Pan fethodd genni’ ddyfeisio b.c. 15 ‘when I failed to guess’, lit. ‘when guessing failed with me’; metha gan y buan ddïanc Amos ii 14; synnawdd arnaf D.G. 386 ‘I was astonished at’, synnodd arnynt Matt. xiii 54.

These verbs began to take the person for the subject in the Late Mn. period; as synnodd pawb Marc ii 12. The transition stage is seen in synnodd arno wrth weled Act. viii 1 3, where weled is no longer, as it should be, the subject; the next step is synnodd ef; then synnais, etc., in all persons.

Other verbs are used in a similar way in the 3rd sg., but not exclusively; hiraethodd arno ‘he longed’; llawenhaodd arno ‘he was rejoiced’; lleshaodd iddo ‘profited him’; gorfu arno or iddo ‘he was obliged’; perthyn iddo or arno ‘belongs to him’; digwyddodd iddo ‘it happened to him’, etc. The subject is usually a v.n.: digwyddodd iddo syrthio ‘he happened to fall’; gorfu arno fyned ‘he was obliged to go’.

§ 197. i. The verb genir ‘is born’ is used in the impersonal only; ind. pres. (and fut.) genir, impf. genid, aor. ganed, also Late Mn. W. ganwyd, plup. Ml. ganadoeẟ, ganydoeẟ, ganyssit, Mn. ganasid; subj. pres. ganer; v.n. geni.

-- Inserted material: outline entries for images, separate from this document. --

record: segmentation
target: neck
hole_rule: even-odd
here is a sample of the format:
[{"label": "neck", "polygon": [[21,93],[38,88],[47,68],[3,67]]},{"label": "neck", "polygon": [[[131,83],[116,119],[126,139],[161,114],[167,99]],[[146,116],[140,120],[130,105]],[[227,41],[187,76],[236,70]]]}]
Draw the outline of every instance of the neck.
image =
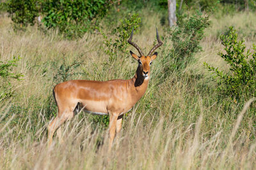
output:
[{"label": "neck", "polygon": [[138,67],[135,75],[129,80],[129,86],[131,89],[135,89],[136,91],[140,92],[140,95],[143,95],[148,85],[149,77],[145,79],[140,71],[140,67]]}]

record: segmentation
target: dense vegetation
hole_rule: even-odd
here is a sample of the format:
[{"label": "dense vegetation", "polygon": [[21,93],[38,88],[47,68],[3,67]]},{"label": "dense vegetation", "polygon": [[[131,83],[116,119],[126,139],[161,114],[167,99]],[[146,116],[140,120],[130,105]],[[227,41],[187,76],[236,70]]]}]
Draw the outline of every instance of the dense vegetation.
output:
[{"label": "dense vegetation", "polygon": [[[253,169],[255,1],[177,2],[177,25],[169,28],[166,1],[3,1],[0,167]],[[125,114],[111,154],[108,117],[83,112],[65,124],[65,143],[54,138],[47,148],[52,87],[131,78],[138,64],[129,34],[134,28],[134,41],[147,53],[156,27],[164,45],[149,87]]]}]

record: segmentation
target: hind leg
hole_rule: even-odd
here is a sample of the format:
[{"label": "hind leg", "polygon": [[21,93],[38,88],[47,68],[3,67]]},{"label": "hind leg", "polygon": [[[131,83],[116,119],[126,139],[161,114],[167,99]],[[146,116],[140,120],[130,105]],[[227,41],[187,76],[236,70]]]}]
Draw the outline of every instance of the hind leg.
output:
[{"label": "hind leg", "polygon": [[[55,131],[57,131],[57,136],[60,141],[61,139],[61,127],[60,127],[67,119],[71,119],[74,117],[73,110],[76,108],[76,105],[73,104],[74,107],[70,107],[66,109],[66,111],[59,111],[58,116],[52,120],[48,125],[48,146],[50,146],[52,141],[52,136]],[[59,108],[59,107],[58,107]]]},{"label": "hind leg", "polygon": [[63,143],[63,139],[62,138],[62,127],[61,126],[62,125],[60,125],[56,131],[57,136],[58,136],[58,138],[59,139],[59,143],[60,144]]}]

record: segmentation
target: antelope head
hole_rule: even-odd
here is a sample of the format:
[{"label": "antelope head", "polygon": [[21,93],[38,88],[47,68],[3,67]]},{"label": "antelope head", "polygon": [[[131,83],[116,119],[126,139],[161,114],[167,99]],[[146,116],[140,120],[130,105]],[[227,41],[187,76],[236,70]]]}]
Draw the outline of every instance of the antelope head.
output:
[{"label": "antelope head", "polygon": [[144,55],[142,53],[141,50],[139,48],[139,46],[132,41],[133,36],[133,29],[131,34],[130,38],[128,40],[128,43],[135,47],[137,49],[138,52],[140,53],[140,57],[134,53],[132,51],[130,51],[131,55],[132,57],[138,60],[139,63],[139,66],[137,68],[137,76],[141,76],[143,79],[147,80],[149,78],[149,74],[150,73],[150,66],[152,64],[152,61],[156,58],[157,56],[157,53],[155,52],[153,54],[153,52],[160,46],[163,45],[163,42],[160,40],[159,36],[158,35],[157,29],[156,29],[156,37],[157,39],[158,44],[155,45],[151,50],[149,52],[147,55]]}]

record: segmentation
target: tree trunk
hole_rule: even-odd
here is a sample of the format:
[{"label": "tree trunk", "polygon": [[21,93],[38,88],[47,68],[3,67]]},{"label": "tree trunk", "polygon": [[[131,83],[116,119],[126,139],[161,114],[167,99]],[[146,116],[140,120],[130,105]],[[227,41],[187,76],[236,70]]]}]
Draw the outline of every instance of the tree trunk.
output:
[{"label": "tree trunk", "polygon": [[176,0],[168,0],[169,26],[172,27],[176,23]]}]

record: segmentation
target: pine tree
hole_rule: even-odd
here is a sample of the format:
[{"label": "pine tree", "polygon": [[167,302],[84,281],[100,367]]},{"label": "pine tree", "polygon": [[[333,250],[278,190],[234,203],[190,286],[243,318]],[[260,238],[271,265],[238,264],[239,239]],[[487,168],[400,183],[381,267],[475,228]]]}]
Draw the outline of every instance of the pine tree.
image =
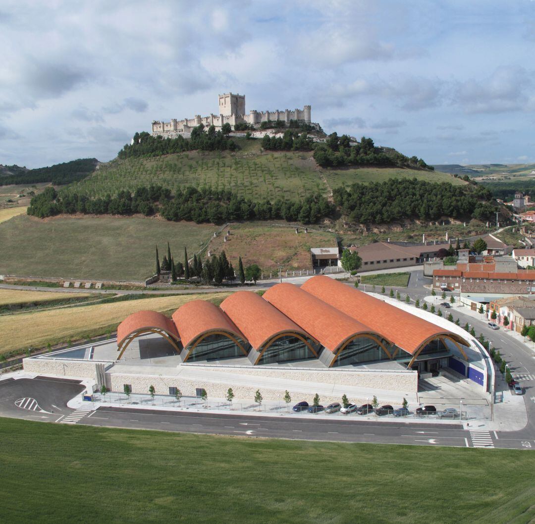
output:
[{"label": "pine tree", "polygon": [[184,278],[189,280],[189,264],[188,263],[188,252],[184,248]]},{"label": "pine tree", "polygon": [[175,282],[177,280],[177,269],[174,267],[174,259],[171,259],[171,280],[172,282]]},{"label": "pine tree", "polygon": [[243,264],[241,261],[241,257],[240,257],[238,260],[238,276],[240,279],[240,282],[243,284],[245,282],[245,272],[243,271]]}]

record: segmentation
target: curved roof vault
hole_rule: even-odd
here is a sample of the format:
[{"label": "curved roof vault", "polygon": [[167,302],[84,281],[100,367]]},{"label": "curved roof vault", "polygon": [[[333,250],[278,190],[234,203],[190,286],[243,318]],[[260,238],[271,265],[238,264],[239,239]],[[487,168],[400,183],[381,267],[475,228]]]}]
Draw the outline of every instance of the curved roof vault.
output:
[{"label": "curved roof vault", "polygon": [[184,348],[210,332],[223,332],[245,340],[243,334],[225,313],[211,302],[194,300],[187,302],[173,313]]},{"label": "curved roof vault", "polygon": [[301,289],[369,326],[411,355],[423,345],[441,336],[463,345],[470,345],[452,332],[328,276],[313,276]]},{"label": "curved roof vault", "polygon": [[359,335],[386,338],[293,284],[277,284],[262,298],[333,352]]},{"label": "curved roof vault", "polygon": [[219,306],[240,328],[254,349],[258,350],[278,335],[310,335],[259,295],[250,291],[233,293]]}]

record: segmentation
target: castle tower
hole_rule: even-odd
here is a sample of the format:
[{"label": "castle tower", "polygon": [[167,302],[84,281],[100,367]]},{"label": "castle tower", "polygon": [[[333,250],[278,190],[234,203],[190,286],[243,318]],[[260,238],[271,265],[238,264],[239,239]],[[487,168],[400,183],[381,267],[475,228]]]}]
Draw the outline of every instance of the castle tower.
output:
[{"label": "castle tower", "polygon": [[243,117],[245,114],[245,95],[224,93],[219,95],[219,113],[230,117],[231,114]]}]

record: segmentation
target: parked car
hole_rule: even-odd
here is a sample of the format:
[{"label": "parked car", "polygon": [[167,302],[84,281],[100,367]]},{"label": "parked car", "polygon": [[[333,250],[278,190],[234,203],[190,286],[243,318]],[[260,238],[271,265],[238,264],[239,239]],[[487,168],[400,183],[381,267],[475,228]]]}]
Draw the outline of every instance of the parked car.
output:
[{"label": "parked car", "polygon": [[410,414],[409,410],[406,407],[398,407],[397,410],[394,410],[394,417],[407,417]]},{"label": "parked car", "polygon": [[454,407],[447,407],[437,413],[437,416],[439,419],[458,419],[459,412]]},{"label": "parked car", "polygon": [[427,415],[434,415],[437,413],[437,408],[434,406],[424,406],[423,407],[416,408],[417,417],[426,417]]},{"label": "parked car", "polygon": [[524,392],[522,387],[518,382],[513,387],[513,391],[515,395],[522,395]]},{"label": "parked car", "polygon": [[393,413],[394,413],[393,407],[388,404],[385,404],[384,406],[381,406],[380,407],[378,407],[375,410],[375,414],[379,417],[382,417],[383,415],[391,415]]},{"label": "parked car", "polygon": [[363,404],[357,407],[356,413],[357,415],[367,415],[373,412],[373,406],[371,404]]},{"label": "parked car", "polygon": [[333,402],[325,408],[325,413],[336,413],[342,407],[339,402]]},{"label": "parked car", "polygon": [[350,413],[356,411],[358,407],[356,404],[350,404],[347,407],[340,408],[340,412],[343,413],[345,415],[349,415]]}]

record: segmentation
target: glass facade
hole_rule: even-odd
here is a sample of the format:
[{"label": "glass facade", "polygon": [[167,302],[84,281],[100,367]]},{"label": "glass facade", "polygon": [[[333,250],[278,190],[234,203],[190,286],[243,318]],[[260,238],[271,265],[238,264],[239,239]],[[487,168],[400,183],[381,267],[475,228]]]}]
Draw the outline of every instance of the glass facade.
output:
[{"label": "glass facade", "polygon": [[264,352],[258,364],[270,364],[316,358],[302,340],[289,335],[276,340]]},{"label": "glass facade", "polygon": [[357,337],[342,350],[333,367],[389,360],[384,350],[374,340],[368,337]]},{"label": "glass facade", "polygon": [[[245,343],[241,340],[240,342],[244,348],[247,348]],[[209,335],[195,346],[186,361],[218,360],[244,356],[240,346],[226,335]]]}]

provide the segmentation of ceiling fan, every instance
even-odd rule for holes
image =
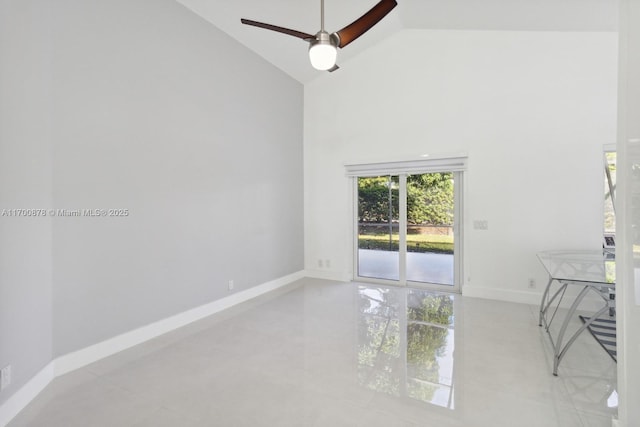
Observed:
[[[329,34],[324,29],[324,0],[320,0],[320,31],[316,35],[291,30],[289,28],[278,27],[263,22],[240,19],[240,22],[254,27],[265,28],[271,31],[298,37],[309,42],[309,59],[311,65],[317,70],[335,71],[339,67],[336,65],[338,49],[342,49],[376,25],[382,18],[396,7],[396,0],[380,0],[367,13],[353,21],[340,31]]]

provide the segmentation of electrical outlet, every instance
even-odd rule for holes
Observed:
[[[4,390],[11,384],[11,365],[0,370],[0,390]]]

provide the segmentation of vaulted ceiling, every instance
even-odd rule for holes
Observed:
[[[177,0],[301,83],[323,71],[313,69],[308,43],[248,25],[240,18],[315,34],[320,0]],[[378,0],[325,0],[325,28],[337,31]],[[373,29],[338,52],[338,64],[403,29],[616,31],[616,0],[398,0]],[[339,70],[337,72],[340,72]]]

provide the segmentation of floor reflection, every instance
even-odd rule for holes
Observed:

Although the forms, except in the pres., are, as in other verbs, passive in origin, they take the impers. construction, being accompanied by objective pronouns. The v.n. takes the obj. gen.: cyn fy ngeni ‘before my birth’, lit. ‘before the bearing of me’.

genir, ganer, ganet Ỻ.A. 37, genit, geni do. 11, ganadoeẟ h.m. ii 263, ganydoeẟ r.b.b. 111, ganyssit do. 286.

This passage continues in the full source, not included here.